Overall, GA is tracking most interactions on the page that would be useful for improving the user interface: navigation clicks, report dropdowns, drilldowns, export, date changes, etc. They aren't tracking in crazy detail -- quite a few elements like sorting are just grouped into a generic "ec = kpi, ea = performance hit" event.  They also aren't tracking every user interaction like hovers or each movement of the mouse, just clicks that open a report or produce a new view.

CONTENT GROUPING

GA sets the following groups in the tracking code:

  1. ungrouped (for Discover, Home, Customization, Admin)
  2. content (Behavior reports)
  3. visitors (Audience reports)
  4. acquisition (Acquisition reports)
  5. conversions (Conversion reports)

Maybe this was set up correctly at one point, but for now so much of the content is falling into 'ungrouped' it doesn't seem very useful.

CUSTOM METRICS

Property UA-38676921-4 appears to have the most built-out tracking, and is the only one including custom metrics. For now it's not clear on what these are actually counting -- I'll update this if I can figure it out.

UA-38676921-4
CM2128792
CM3190113
CM43

CONCLUSION

Google Analytics tracks itself using a fairly conventional implementation. It uses multiple trackers, custom dimensions, custom metrics, events, and tracks a user ID. However it doesn't use Google Tag Manager, the event tracking is not especially detailed, content grouping wasn't set up for all pages, the events aren't named in a particularly logical fashion (imo), there's no cross-domain tracking, etc. They also aren't tracking much user detail.
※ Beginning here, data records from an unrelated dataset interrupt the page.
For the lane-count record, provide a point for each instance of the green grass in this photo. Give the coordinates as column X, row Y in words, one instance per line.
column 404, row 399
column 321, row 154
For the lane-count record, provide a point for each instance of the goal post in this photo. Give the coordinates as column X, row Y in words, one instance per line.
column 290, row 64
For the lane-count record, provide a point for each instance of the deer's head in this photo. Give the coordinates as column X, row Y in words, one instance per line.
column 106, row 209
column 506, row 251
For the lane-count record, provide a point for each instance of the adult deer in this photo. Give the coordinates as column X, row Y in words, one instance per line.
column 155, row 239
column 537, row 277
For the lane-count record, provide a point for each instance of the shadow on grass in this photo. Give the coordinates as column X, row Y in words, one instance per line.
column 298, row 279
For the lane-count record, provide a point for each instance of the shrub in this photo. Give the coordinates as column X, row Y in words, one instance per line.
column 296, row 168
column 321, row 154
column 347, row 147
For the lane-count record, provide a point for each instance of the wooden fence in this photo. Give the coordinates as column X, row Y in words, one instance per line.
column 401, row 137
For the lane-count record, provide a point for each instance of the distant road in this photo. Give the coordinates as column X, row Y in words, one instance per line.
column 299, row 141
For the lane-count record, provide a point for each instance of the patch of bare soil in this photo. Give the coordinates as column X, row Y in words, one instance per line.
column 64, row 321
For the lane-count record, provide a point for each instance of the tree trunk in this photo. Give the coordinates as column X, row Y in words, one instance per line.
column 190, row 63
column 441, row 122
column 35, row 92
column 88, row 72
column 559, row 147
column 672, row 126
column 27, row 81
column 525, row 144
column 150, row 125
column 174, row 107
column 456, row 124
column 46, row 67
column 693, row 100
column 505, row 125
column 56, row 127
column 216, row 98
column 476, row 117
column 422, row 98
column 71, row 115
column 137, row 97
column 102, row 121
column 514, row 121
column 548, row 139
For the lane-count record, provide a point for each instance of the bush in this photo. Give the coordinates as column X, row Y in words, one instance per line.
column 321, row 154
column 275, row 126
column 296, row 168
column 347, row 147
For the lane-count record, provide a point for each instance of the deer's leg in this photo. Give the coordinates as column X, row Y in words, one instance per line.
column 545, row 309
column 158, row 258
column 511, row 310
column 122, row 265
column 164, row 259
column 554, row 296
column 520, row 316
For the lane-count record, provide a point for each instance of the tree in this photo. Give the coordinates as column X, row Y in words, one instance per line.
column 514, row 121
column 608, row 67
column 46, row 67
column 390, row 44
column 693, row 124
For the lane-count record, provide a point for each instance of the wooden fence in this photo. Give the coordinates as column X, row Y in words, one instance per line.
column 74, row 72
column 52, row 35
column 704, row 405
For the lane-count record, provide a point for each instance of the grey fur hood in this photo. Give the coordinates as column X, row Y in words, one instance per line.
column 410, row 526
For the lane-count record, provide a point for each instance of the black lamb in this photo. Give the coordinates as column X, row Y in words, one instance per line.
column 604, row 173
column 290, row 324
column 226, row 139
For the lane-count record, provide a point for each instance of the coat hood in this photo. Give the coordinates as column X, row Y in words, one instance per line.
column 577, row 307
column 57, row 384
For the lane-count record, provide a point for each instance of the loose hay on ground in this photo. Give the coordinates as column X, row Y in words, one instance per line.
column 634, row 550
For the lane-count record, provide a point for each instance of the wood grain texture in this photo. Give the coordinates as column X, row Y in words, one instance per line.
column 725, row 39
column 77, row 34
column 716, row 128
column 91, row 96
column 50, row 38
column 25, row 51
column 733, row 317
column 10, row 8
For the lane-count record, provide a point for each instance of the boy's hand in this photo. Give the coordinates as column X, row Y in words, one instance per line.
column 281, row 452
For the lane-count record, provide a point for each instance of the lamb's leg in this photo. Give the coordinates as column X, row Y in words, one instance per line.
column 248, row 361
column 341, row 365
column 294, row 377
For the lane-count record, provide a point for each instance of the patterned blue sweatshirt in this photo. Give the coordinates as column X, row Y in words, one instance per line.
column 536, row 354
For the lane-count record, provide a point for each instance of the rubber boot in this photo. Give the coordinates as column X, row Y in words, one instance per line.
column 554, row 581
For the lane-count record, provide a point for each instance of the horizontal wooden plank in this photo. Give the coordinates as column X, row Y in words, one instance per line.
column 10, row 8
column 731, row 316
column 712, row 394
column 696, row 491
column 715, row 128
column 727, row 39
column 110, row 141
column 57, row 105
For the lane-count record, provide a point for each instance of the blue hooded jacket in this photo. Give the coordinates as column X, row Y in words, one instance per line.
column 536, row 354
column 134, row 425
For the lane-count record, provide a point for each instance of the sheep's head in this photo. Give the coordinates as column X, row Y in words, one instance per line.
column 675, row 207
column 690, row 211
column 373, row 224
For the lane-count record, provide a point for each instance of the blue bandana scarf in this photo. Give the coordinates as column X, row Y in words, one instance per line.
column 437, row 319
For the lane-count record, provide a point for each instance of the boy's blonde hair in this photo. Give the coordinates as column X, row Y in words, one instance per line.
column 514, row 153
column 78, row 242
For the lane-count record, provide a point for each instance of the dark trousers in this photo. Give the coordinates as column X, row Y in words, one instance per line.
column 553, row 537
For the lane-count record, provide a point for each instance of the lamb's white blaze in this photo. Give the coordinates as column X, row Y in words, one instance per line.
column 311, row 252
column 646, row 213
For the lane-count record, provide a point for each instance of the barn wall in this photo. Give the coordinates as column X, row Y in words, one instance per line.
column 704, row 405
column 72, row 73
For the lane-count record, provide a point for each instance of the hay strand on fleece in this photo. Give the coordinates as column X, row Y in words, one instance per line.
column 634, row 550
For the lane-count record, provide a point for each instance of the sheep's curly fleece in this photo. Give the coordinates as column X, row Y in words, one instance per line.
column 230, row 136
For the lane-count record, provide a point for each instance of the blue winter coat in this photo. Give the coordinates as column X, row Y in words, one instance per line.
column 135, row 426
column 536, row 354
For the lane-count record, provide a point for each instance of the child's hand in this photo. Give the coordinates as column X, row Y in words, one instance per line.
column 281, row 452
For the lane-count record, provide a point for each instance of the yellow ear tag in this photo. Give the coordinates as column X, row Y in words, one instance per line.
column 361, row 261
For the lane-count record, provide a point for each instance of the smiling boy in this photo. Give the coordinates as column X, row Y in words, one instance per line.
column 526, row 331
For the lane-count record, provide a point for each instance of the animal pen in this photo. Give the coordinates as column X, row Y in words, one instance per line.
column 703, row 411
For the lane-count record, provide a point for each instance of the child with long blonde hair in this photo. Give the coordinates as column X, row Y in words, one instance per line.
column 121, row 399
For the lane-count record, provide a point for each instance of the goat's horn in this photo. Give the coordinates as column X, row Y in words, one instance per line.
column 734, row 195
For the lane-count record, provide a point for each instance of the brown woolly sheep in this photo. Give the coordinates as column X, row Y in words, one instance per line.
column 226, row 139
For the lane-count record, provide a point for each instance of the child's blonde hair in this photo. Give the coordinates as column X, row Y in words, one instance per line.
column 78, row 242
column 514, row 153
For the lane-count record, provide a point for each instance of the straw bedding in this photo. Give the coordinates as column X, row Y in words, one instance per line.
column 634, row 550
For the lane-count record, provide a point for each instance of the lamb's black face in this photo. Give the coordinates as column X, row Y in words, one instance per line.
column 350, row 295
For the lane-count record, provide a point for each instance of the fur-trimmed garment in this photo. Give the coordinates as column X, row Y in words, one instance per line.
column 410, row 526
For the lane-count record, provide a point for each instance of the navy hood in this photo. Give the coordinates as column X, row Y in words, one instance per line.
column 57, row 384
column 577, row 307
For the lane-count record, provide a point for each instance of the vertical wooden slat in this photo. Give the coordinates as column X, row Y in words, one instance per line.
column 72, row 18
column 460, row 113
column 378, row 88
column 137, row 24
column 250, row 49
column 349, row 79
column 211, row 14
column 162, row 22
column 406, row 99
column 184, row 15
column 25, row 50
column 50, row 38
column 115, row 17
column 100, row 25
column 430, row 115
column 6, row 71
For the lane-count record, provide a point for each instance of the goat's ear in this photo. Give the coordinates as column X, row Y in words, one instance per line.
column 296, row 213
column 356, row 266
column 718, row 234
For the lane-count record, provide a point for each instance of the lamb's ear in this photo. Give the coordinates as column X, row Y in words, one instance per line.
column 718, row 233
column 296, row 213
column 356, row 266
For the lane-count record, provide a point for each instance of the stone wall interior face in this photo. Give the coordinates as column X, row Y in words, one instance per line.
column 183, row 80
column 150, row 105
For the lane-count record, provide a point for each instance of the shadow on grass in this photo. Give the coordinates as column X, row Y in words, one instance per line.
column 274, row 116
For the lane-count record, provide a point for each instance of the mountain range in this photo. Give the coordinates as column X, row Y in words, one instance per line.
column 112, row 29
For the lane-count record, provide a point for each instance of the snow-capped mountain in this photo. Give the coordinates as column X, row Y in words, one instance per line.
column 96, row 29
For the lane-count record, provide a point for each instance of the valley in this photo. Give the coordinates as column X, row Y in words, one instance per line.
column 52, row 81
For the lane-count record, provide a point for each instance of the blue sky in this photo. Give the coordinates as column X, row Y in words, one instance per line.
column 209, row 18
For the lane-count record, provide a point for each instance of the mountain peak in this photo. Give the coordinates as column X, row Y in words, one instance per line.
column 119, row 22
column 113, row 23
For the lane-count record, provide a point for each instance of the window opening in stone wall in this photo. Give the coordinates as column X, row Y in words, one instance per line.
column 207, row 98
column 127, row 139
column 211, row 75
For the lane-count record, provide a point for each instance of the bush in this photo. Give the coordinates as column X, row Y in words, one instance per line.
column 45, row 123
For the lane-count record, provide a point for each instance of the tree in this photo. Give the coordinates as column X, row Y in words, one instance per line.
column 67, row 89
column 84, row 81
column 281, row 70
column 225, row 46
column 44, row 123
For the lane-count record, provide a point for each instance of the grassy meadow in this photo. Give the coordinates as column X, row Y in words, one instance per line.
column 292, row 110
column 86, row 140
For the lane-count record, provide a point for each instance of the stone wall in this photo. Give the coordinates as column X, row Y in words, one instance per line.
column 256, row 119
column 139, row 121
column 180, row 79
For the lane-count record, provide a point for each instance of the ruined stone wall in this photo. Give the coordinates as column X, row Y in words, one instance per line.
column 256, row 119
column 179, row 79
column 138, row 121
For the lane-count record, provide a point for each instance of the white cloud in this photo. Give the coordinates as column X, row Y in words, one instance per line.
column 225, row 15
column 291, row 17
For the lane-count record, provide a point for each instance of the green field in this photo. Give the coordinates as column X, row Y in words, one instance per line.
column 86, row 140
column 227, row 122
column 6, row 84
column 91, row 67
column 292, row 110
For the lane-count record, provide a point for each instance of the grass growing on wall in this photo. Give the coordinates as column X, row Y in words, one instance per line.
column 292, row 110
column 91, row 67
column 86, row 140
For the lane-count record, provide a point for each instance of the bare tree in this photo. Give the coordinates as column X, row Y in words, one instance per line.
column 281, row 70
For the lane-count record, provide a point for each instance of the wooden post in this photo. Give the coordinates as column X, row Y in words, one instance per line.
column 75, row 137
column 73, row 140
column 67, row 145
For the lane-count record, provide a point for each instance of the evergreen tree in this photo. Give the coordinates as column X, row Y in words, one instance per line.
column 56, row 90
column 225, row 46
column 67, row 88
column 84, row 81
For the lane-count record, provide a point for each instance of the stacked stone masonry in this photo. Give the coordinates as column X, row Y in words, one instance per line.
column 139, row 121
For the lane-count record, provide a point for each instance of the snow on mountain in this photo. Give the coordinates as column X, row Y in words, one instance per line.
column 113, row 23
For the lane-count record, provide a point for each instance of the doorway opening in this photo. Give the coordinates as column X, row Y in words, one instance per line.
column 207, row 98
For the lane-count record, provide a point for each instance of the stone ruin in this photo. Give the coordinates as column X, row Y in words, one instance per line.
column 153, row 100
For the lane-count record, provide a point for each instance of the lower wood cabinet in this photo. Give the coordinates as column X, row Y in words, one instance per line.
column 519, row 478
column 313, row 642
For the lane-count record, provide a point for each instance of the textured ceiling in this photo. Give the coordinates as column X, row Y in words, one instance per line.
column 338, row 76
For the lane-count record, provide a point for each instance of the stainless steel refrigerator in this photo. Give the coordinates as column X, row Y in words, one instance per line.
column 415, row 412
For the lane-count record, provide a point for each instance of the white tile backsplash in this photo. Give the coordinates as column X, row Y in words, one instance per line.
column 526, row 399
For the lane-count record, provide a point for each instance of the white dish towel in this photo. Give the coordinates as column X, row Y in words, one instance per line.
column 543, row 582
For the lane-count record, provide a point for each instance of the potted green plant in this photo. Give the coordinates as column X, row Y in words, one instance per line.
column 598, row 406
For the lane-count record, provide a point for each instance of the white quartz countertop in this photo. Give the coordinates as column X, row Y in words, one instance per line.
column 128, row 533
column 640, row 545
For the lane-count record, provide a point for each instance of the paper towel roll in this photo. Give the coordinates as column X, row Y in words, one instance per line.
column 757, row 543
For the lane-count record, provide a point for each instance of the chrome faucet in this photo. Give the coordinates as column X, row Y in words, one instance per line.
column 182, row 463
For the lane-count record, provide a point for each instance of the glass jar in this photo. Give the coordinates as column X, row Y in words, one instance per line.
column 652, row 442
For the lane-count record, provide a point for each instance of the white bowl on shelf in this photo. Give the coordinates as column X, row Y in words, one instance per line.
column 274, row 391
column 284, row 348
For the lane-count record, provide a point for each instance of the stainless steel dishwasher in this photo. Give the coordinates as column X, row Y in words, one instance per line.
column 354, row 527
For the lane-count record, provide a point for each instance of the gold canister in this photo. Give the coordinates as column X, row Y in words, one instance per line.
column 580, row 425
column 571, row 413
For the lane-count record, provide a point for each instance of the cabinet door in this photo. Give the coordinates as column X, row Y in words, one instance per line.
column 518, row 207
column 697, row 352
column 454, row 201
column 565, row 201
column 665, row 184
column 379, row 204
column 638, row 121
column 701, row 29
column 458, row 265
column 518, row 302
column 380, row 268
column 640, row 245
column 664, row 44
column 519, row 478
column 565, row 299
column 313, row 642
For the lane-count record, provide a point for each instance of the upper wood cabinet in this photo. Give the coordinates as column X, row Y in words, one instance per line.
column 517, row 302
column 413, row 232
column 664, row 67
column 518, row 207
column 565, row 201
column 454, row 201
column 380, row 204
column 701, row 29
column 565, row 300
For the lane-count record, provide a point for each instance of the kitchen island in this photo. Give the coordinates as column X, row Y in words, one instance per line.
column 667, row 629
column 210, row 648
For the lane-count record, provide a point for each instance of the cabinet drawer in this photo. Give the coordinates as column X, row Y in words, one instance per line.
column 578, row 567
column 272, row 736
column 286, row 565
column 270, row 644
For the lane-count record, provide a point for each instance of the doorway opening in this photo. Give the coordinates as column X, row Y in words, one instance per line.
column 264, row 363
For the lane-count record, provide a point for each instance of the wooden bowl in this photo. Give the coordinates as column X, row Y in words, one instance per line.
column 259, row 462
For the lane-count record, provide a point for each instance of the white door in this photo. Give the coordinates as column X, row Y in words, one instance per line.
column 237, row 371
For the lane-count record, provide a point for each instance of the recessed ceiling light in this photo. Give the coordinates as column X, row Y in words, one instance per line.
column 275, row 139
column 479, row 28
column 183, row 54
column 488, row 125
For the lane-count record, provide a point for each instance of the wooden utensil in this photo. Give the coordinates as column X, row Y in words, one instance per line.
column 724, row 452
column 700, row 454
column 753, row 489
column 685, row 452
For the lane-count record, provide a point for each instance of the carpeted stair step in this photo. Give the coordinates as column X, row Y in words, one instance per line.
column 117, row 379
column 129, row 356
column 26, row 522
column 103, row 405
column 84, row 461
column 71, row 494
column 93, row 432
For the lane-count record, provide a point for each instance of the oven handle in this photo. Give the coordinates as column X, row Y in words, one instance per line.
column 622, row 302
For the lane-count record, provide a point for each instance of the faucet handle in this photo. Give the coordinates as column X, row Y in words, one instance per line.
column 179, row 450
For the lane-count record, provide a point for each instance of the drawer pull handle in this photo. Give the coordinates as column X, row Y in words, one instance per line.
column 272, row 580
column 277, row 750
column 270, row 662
That is probably because they can match up that info server-side based on the user ID and their internal clickstream reports, and don't need to pass it into GA explicitly -- in the end I'm sure Google isn't tracking *less*  user data than other sites.  So while it was fun to look at Google's own implementation of Google Analytics, it didn't really display an especially advanced or well-thought out implementation, and seemed like the tracking has been deteriorating over time. Overall it gives the impression that Google employees aren't actually using Google Analytics as their primary tool for analyzing usage of Google Analytics, and I suspect most analysis occurs elsewhere.